As the day wore on, my thoughts shifted from excitement from simply participating, to anticipation of results. I badly wanted to know who would claim some of the marquee positions, and I was not alone. At about 7 pm, my friend Derek appeared in the doorway of my residence hall room with a series of electoral maps. He had predictions for Senate races, projections for the Presidential contest, and blank maps to track final results. This was his Super Bowl. At Derek’s request, we flipped our modest dorm room flat screen to MSNBC and settled in for the results.

Slowly, our room filled with our honors dorm friends, who brought with them snacks, calculus homework, and other welcomed distractions. Not everyone was as intense as Derek. Most of them probably came because people just congregated in whatever room was populated. Even some of our friends who did not vote joined the fray, Megan included. The amassing group still felt different than that of a normal gathering though. That buzz from our first real chance to act as political stakeholders, and adults really, stayed with us. When announcements broke of a state win for Obama or Romney, brief moments of applause broke out intermittently. The event did not feel like a manufactured political moment, but rather an authentic appreciation of history and our place within it. More than that though, it was fun. A group of people gathered organically to share thoughts, opinions, and reactions on a day that would greatly impact the years to come.

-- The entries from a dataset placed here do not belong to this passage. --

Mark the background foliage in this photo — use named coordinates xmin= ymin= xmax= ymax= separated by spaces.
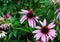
xmin=0 ymin=0 xmax=60 ymax=42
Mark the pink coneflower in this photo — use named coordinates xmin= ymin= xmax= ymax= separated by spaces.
xmin=55 ymin=8 xmax=60 ymax=20
xmin=32 ymin=19 xmax=57 ymax=42
xmin=19 ymin=9 xmax=38 ymax=27
xmin=5 ymin=13 xmax=10 ymax=18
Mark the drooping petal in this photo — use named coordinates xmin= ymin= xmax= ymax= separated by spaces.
xmin=46 ymin=35 xmax=49 ymax=42
xmin=48 ymin=34 xmax=54 ymax=41
xmin=28 ymin=19 xmax=34 ymax=28
xmin=32 ymin=30 xmax=40 ymax=33
xmin=34 ymin=33 xmax=41 ymax=40
xmin=41 ymin=34 xmax=46 ymax=42
xmin=48 ymin=30 xmax=57 ymax=41
xmin=35 ymin=26 xmax=41 ymax=29
xmin=56 ymin=12 xmax=60 ymax=19
xmin=36 ymin=41 xmax=41 ymax=42
xmin=48 ymin=30 xmax=57 ymax=37
xmin=44 ymin=19 xmax=46 ymax=26
xmin=55 ymin=8 xmax=60 ymax=13
xmin=19 ymin=10 xmax=28 ymax=14
xmin=40 ymin=19 xmax=46 ymax=26
xmin=20 ymin=15 xmax=27 ymax=24
xmin=48 ymin=22 xmax=55 ymax=28
xmin=35 ymin=16 xmax=39 ymax=19
xmin=39 ymin=21 xmax=44 ymax=26
xmin=33 ymin=20 xmax=36 ymax=27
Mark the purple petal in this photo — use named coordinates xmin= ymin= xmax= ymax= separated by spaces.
xmin=19 ymin=10 xmax=29 ymax=14
xmin=48 ymin=35 xmax=54 ymax=41
xmin=44 ymin=19 xmax=46 ymax=26
xmin=40 ymin=19 xmax=46 ymax=26
xmin=34 ymin=33 xmax=41 ymax=40
xmin=55 ymin=8 xmax=60 ymax=13
xmin=35 ymin=26 xmax=41 ymax=29
xmin=28 ymin=19 xmax=35 ymax=28
xmin=32 ymin=30 xmax=40 ymax=33
xmin=41 ymin=34 xmax=46 ymax=42
xmin=48 ymin=22 xmax=55 ymax=28
xmin=20 ymin=15 xmax=27 ymax=24
xmin=34 ymin=16 xmax=39 ymax=22
xmin=48 ymin=30 xmax=57 ymax=41
xmin=36 ymin=41 xmax=41 ymax=42
xmin=56 ymin=12 xmax=60 ymax=19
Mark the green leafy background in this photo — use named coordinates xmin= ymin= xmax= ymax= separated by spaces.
xmin=0 ymin=0 xmax=60 ymax=42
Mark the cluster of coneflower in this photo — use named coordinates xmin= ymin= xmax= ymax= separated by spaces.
xmin=0 ymin=14 xmax=11 ymax=38
xmin=19 ymin=8 xmax=60 ymax=42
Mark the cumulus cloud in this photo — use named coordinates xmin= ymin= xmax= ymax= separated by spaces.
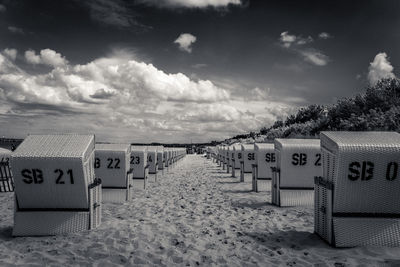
xmin=139 ymin=0 xmax=241 ymax=8
xmin=174 ymin=33 xmax=197 ymax=53
xmin=318 ymin=32 xmax=332 ymax=40
xmin=84 ymin=0 xmax=151 ymax=31
xmin=0 ymin=49 xmax=290 ymax=142
xmin=3 ymin=48 xmax=18 ymax=61
xmin=25 ymin=48 xmax=68 ymax=67
xmin=245 ymin=87 xmax=270 ymax=101
xmin=368 ymin=52 xmax=396 ymax=85
xmin=280 ymin=31 xmax=314 ymax=48
xmin=279 ymin=31 xmax=329 ymax=66
xmin=7 ymin=26 xmax=24 ymax=34
xmin=300 ymin=49 xmax=329 ymax=66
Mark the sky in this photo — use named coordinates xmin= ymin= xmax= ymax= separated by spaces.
xmin=0 ymin=0 xmax=400 ymax=143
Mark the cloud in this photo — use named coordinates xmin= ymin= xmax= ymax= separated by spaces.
xmin=85 ymin=0 xmax=151 ymax=31
xmin=299 ymin=49 xmax=329 ymax=66
xmin=7 ymin=26 xmax=24 ymax=34
xmin=192 ymin=63 xmax=208 ymax=69
xmin=279 ymin=31 xmax=329 ymax=66
xmin=368 ymin=52 xmax=396 ymax=85
xmin=245 ymin=87 xmax=270 ymax=101
xmin=25 ymin=49 xmax=68 ymax=67
xmin=318 ymin=32 xmax=332 ymax=40
xmin=138 ymin=0 xmax=242 ymax=8
xmin=174 ymin=33 xmax=197 ymax=53
xmin=3 ymin=48 xmax=18 ymax=61
xmin=0 ymin=49 xmax=292 ymax=142
xmin=280 ymin=31 xmax=314 ymax=48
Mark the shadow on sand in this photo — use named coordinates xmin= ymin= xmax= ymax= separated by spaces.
xmin=222 ymin=189 xmax=253 ymax=194
xmin=217 ymin=181 xmax=240 ymax=185
xmin=0 ymin=226 xmax=13 ymax=241
xmin=243 ymin=230 xmax=337 ymax=250
xmin=232 ymin=201 xmax=276 ymax=209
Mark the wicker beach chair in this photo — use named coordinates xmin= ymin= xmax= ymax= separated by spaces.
xmin=0 ymin=148 xmax=14 ymax=193
xmin=130 ymin=146 xmax=149 ymax=189
xmin=252 ymin=143 xmax=276 ymax=192
xmin=314 ymin=132 xmax=400 ymax=247
xmin=157 ymin=146 xmax=165 ymax=171
xmin=10 ymin=134 xmax=102 ymax=236
xmin=94 ymin=144 xmax=133 ymax=203
xmin=271 ymin=139 xmax=322 ymax=207
xmin=147 ymin=146 xmax=158 ymax=182
xmin=240 ymin=144 xmax=255 ymax=182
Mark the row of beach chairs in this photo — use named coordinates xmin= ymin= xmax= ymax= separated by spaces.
xmin=3 ymin=134 xmax=186 ymax=236
xmin=206 ymin=132 xmax=400 ymax=247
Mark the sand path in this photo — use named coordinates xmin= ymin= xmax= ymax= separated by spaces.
xmin=0 ymin=155 xmax=400 ymax=266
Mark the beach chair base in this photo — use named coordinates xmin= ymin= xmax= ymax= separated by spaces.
xmin=132 ymin=178 xmax=147 ymax=190
xmin=12 ymin=180 xmax=102 ymax=236
xmin=333 ymin=217 xmax=400 ymax=247
xmin=148 ymin=173 xmax=157 ymax=183
xmin=103 ymin=188 xmax=132 ymax=203
xmin=273 ymin=189 xmax=314 ymax=207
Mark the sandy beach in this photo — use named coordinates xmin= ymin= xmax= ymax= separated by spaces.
xmin=0 ymin=155 xmax=400 ymax=266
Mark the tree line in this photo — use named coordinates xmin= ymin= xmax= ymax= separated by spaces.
xmin=225 ymin=78 xmax=400 ymax=142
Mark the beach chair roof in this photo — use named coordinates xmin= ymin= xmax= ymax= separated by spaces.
xmin=321 ymin=131 xmax=400 ymax=154
xmin=13 ymin=134 xmax=95 ymax=158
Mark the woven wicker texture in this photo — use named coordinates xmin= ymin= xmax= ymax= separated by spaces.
xmin=89 ymin=184 xmax=103 ymax=229
xmin=275 ymin=139 xmax=322 ymax=188
xmin=0 ymin=147 xmax=14 ymax=192
xmin=132 ymin=178 xmax=147 ymax=190
xmin=314 ymin=184 xmax=333 ymax=244
xmin=147 ymin=146 xmax=157 ymax=174
xmin=12 ymin=184 xmax=102 ymax=236
xmin=13 ymin=211 xmax=90 ymax=236
xmin=257 ymin=180 xmax=272 ymax=192
xmin=225 ymin=146 xmax=233 ymax=167
xmin=94 ymin=144 xmax=131 ymax=187
xmin=13 ymin=134 xmax=94 ymax=161
xmin=130 ymin=146 xmax=147 ymax=178
xmin=163 ymin=151 xmax=169 ymax=167
xmin=0 ymin=147 xmax=11 ymax=162
xmin=254 ymin=143 xmax=276 ymax=179
xmin=279 ymin=190 xmax=314 ymax=207
xmin=102 ymin=188 xmax=130 ymax=203
xmin=157 ymin=152 xmax=164 ymax=170
xmin=333 ymin=218 xmax=400 ymax=247
xmin=233 ymin=145 xmax=242 ymax=169
xmin=11 ymin=135 xmax=94 ymax=208
xmin=321 ymin=132 xmax=400 ymax=214
xmin=168 ymin=149 xmax=173 ymax=165
xmin=241 ymin=144 xmax=256 ymax=173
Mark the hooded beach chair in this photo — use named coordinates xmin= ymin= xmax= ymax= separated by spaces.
xmin=271 ymin=139 xmax=322 ymax=207
xmin=252 ymin=143 xmax=276 ymax=192
xmin=240 ymin=144 xmax=255 ymax=182
xmin=11 ymin=134 xmax=101 ymax=236
xmin=130 ymin=146 xmax=149 ymax=189
xmin=94 ymin=144 xmax=133 ymax=203
xmin=314 ymin=132 xmax=400 ymax=247
xmin=0 ymin=148 xmax=14 ymax=192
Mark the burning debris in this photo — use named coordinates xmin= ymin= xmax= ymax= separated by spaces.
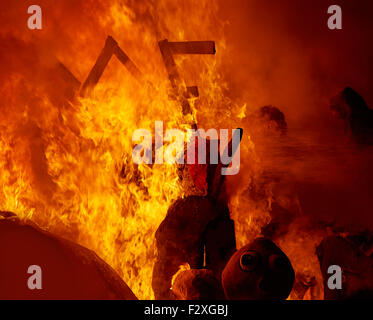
xmin=0 ymin=1 xmax=373 ymax=300
xmin=0 ymin=212 xmax=137 ymax=300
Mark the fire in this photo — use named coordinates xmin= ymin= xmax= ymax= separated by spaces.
xmin=0 ymin=0 xmax=322 ymax=299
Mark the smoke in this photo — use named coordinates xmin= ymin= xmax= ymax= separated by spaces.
xmin=220 ymin=0 xmax=373 ymax=230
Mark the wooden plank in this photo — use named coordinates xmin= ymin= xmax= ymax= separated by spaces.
xmin=168 ymin=41 xmax=216 ymax=54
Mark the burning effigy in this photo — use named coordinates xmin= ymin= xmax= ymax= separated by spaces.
xmin=0 ymin=0 xmax=373 ymax=300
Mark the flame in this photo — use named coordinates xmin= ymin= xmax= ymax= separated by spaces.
xmin=0 ymin=0 xmax=324 ymax=299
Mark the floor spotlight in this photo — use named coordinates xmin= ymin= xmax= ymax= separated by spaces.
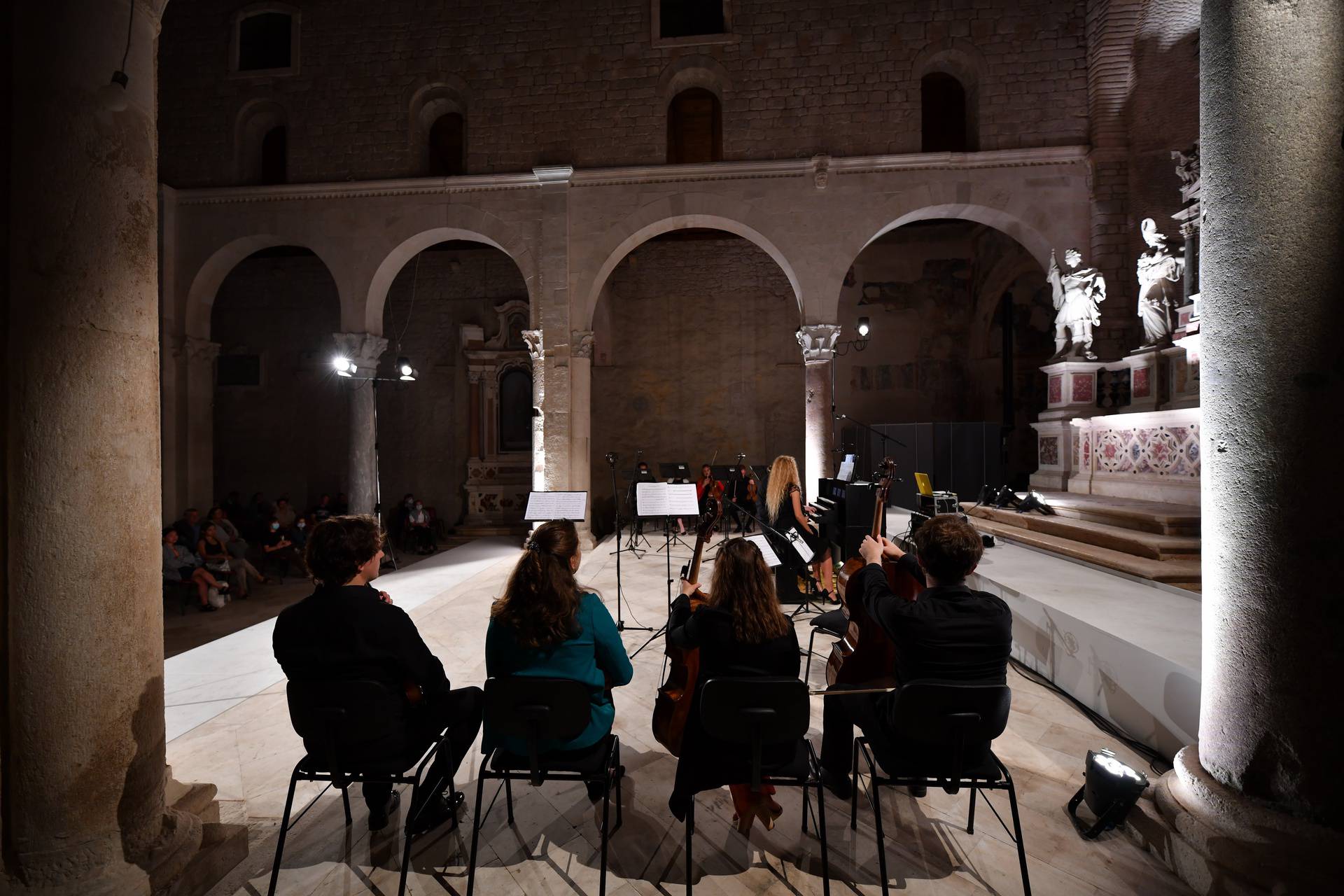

Once the news of Barack Obama’s projected victory broke, joy abounded for his supporters. One of our more eccentric neighbors ran up and down the hallway in celebration. Many of us high-fived or clapped as we essentially capped a season of question marks and anticipation. For those who weren’t as thrilled with the result, they still shared their feelings for finally getting to participate. Some of us stayed around to watch coverage of congressional races, but most left for typical gatherings of Nintendo, reruns, or late-night dining.

The next day, the buzz had faded considerably, but was still present through social media posts, news segments, and a bevy of class discussions. Days passed, and my life returned to its normal routine. I had my breakfasts with Megan, my political walk-and-talks with Brett, and my nightly hangouts with my group of friends, but a tiny part of me felt differently.

Perhaps on the smallest noticeable level, the events of that day shifted my thinking. Election day helped me re-imagine the need to engage friends like Megan in politics while understanding their perspectives and avoiding coming off as preachy. It cemented my future excitement when walking into a polling location. It reminded me of the power and responsibility I have as a voter. It taught me that elections can still be public affairs through which people come together to celebrate democracy as they have for centuries now. Most of all, election day provided me, and everyone who voted, with an opportunity to think about how we want our communities, states, and country to change for the better. This reflection strengthens every time I go to the polls, and this is why I love voting.